Le poids du parc collectif indique le nombre de bâtiments concernés par une procédure d'assemblée générale, et les données de Triel-sur-Seine le montrent nettement. On relève 2 341 diagnostics publiés par l'ADEME, 69 % de propriétaires occupants, un rattachement intercommunal à CU Grand Paris Seine et Oise, en zone climatique H1a. Ces valeurs ne décident d'aucun projet à elles seules, mais elles fixent l'ordre de grandeur dans lequel un chiffrage à Triel-sur-Seine est crédible.
Reste la question du taux applicable : pour « rénovation d'ampleur copropriété à Triel-sur-Seine », un ménage très modeste mobilise jusqu'à 32 000 €, un ménage modeste 24 000 €, un ménage intermédiaire 18 000 € et un ménage aux revenus supérieurs 4 000 € sur l'assiette de 40 000 € HT. À deux classes gagnées, l'assiette redescend à 30 000 € HT et les montants suivent dans la même proportion.
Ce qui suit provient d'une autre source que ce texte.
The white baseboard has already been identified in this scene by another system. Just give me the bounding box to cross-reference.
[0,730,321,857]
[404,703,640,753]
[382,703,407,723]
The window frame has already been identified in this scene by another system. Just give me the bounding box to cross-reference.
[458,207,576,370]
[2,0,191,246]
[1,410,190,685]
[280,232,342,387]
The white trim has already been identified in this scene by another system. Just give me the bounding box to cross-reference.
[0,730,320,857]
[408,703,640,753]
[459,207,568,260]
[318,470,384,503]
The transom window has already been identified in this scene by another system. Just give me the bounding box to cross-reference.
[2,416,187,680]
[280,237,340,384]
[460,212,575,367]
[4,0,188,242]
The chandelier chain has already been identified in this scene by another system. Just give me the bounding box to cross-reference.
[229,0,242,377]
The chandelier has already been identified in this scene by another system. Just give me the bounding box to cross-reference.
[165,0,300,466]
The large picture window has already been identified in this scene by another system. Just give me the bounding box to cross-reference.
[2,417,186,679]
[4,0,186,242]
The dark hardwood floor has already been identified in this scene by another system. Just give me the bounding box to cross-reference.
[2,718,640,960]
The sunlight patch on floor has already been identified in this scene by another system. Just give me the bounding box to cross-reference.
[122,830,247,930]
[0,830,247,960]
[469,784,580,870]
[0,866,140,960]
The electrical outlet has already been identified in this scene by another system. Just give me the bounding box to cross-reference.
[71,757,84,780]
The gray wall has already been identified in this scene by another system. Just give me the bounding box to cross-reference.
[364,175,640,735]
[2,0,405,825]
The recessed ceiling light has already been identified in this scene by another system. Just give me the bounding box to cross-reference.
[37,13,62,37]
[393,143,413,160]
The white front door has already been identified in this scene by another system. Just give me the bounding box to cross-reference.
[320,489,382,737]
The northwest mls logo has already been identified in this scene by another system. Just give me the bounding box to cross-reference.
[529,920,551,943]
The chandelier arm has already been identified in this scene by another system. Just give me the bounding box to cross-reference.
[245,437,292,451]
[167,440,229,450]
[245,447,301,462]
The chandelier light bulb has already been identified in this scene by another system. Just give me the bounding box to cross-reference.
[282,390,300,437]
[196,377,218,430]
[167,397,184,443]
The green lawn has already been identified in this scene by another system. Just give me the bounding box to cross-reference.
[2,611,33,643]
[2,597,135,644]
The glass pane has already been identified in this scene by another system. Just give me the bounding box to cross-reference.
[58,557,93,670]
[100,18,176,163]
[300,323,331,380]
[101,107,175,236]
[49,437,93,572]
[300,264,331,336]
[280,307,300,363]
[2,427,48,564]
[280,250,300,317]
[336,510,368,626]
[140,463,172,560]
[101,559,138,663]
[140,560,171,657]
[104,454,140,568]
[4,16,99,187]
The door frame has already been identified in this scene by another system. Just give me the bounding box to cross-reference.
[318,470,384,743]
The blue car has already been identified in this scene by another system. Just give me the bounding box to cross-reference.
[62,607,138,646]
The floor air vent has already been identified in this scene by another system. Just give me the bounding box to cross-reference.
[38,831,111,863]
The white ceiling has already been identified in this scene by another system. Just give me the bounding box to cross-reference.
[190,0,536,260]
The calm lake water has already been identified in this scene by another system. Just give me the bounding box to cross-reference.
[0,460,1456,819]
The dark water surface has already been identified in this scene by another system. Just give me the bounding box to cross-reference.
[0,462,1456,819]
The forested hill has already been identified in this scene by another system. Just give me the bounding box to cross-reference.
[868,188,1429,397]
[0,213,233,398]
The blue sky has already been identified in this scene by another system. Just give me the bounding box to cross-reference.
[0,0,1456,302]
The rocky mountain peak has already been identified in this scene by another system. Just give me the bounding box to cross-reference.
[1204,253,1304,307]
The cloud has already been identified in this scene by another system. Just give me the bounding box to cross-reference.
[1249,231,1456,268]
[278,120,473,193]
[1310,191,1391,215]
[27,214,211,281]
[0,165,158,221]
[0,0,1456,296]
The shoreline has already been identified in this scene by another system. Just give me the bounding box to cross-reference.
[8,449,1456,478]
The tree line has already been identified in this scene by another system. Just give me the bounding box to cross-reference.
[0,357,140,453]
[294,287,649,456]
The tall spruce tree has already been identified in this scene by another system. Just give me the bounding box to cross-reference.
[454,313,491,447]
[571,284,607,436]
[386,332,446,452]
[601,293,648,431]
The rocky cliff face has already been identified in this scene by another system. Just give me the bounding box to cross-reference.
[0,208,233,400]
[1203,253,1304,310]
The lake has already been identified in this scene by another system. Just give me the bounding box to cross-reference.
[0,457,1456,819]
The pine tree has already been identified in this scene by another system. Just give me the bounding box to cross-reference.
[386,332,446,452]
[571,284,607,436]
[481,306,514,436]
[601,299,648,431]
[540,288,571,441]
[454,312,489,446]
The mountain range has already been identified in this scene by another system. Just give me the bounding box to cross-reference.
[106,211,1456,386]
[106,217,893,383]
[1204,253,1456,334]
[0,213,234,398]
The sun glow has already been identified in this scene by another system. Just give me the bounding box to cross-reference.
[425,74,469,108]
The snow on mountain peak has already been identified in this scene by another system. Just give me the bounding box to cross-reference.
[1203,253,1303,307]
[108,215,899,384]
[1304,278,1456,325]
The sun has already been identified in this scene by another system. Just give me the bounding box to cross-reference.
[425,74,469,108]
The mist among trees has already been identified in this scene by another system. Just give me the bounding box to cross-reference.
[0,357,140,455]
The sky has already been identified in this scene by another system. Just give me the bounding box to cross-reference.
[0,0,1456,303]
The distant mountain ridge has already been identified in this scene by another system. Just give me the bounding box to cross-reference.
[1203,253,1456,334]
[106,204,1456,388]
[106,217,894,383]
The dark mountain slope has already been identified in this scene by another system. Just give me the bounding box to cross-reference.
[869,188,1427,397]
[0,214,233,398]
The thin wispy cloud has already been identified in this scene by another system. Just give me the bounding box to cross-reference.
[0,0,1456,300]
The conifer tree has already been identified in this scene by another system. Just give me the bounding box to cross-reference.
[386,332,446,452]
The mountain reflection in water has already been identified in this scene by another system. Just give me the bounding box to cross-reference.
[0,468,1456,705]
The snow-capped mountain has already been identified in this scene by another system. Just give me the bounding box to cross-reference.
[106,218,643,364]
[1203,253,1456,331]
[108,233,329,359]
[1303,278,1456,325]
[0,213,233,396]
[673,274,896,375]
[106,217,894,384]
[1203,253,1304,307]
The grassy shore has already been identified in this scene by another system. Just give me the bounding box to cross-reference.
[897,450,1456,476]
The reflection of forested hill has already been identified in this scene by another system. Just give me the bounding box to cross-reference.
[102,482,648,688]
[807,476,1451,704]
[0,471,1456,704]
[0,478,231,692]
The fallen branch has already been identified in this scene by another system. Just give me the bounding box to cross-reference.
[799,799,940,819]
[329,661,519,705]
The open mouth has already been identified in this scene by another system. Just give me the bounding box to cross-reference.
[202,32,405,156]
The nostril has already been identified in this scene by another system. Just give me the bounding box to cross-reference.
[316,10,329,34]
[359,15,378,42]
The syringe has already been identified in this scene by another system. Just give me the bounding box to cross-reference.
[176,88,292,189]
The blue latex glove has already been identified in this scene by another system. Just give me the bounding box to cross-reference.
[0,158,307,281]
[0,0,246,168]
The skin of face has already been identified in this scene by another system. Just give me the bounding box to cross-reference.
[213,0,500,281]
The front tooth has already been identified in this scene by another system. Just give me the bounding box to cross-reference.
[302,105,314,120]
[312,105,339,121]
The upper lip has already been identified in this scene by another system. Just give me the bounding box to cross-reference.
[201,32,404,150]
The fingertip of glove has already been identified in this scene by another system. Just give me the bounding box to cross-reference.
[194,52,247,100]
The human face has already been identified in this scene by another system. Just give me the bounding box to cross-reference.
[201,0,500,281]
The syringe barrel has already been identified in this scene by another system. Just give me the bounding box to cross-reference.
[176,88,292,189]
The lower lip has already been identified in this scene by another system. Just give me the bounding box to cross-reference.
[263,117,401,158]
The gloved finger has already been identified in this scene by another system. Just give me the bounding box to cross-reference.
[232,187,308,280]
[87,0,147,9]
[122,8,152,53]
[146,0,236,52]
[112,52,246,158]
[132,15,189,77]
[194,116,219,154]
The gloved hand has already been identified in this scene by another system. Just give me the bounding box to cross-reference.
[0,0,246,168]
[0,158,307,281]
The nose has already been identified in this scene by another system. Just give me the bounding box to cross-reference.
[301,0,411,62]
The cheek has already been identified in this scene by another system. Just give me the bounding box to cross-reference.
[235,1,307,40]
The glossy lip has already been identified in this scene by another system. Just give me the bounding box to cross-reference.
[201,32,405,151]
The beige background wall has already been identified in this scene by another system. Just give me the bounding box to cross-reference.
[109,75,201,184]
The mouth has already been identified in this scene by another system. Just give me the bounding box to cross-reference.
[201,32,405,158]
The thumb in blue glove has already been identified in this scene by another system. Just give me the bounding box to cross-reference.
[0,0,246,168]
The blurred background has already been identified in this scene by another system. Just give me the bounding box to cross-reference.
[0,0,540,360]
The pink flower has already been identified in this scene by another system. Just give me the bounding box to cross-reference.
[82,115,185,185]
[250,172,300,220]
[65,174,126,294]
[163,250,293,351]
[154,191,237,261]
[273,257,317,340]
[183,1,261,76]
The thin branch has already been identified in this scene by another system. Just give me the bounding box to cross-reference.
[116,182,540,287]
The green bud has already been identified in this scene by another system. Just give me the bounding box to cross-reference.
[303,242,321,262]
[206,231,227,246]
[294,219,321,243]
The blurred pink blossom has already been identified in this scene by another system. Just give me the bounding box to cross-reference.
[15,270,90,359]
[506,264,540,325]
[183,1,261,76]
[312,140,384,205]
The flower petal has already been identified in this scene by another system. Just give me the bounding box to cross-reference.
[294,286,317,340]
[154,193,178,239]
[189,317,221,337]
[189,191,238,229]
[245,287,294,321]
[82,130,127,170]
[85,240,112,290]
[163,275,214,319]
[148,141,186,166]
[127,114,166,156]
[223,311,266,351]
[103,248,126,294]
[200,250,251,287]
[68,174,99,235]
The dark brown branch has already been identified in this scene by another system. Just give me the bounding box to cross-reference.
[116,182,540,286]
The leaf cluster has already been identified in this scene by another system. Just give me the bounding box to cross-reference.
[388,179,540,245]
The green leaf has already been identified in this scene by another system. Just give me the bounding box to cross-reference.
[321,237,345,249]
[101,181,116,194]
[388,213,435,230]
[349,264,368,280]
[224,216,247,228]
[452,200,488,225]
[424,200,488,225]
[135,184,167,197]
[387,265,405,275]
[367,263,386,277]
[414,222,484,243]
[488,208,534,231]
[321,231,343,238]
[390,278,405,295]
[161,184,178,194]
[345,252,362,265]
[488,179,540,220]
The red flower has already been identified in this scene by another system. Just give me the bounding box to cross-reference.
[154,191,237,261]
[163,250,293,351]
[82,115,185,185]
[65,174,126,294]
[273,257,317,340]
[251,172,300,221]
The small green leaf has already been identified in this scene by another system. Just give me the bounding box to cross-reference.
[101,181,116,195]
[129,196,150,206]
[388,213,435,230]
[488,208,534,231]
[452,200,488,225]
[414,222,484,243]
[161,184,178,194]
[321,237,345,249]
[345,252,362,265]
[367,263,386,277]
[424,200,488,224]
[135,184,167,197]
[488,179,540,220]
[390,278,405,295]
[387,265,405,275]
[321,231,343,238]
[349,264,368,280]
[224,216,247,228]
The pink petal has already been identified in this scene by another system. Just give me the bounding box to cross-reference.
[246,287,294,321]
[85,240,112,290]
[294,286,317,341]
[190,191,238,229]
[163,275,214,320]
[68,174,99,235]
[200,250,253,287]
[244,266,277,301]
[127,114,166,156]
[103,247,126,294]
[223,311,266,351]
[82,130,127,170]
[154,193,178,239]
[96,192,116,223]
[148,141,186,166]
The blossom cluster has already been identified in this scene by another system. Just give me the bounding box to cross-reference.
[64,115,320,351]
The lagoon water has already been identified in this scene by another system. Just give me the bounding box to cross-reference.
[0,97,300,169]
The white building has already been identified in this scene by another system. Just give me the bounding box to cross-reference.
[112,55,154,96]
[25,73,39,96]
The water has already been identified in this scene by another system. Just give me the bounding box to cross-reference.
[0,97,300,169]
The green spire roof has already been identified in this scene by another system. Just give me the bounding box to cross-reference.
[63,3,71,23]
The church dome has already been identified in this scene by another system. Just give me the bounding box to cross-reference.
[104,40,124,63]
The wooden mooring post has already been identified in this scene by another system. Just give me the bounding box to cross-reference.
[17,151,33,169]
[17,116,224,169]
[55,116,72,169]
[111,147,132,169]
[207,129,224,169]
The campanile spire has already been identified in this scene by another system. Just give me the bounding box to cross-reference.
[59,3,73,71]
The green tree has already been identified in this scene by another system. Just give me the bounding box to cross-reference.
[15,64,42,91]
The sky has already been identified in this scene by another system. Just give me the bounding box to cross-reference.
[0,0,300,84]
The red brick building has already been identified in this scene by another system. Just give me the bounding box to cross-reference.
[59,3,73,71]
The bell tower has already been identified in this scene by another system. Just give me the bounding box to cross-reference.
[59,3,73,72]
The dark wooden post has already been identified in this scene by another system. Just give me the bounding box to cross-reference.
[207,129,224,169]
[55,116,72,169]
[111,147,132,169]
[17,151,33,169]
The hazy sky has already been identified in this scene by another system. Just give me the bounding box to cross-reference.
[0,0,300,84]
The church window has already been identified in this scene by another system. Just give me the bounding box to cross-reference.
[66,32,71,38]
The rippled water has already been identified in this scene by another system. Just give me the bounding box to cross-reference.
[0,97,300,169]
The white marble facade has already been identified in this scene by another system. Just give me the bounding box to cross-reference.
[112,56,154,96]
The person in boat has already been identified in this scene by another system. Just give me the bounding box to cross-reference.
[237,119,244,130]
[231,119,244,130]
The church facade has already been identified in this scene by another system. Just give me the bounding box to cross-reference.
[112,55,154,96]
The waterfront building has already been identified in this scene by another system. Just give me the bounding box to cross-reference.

Sur la durée de vie de l'ouvrage, un programme voté en assemblée générale à Triel-sur-Seine suppose un gain d'au moins 35 % de consommation conventionnelle maintenu dans le temps. Rapporté à vingt ans d'usage, le poste chiffré à 9 190 500 € revient à 459 525 € par an avant aides, montant à mettre en regard de l'économie de facture et non du seul prix d'achat.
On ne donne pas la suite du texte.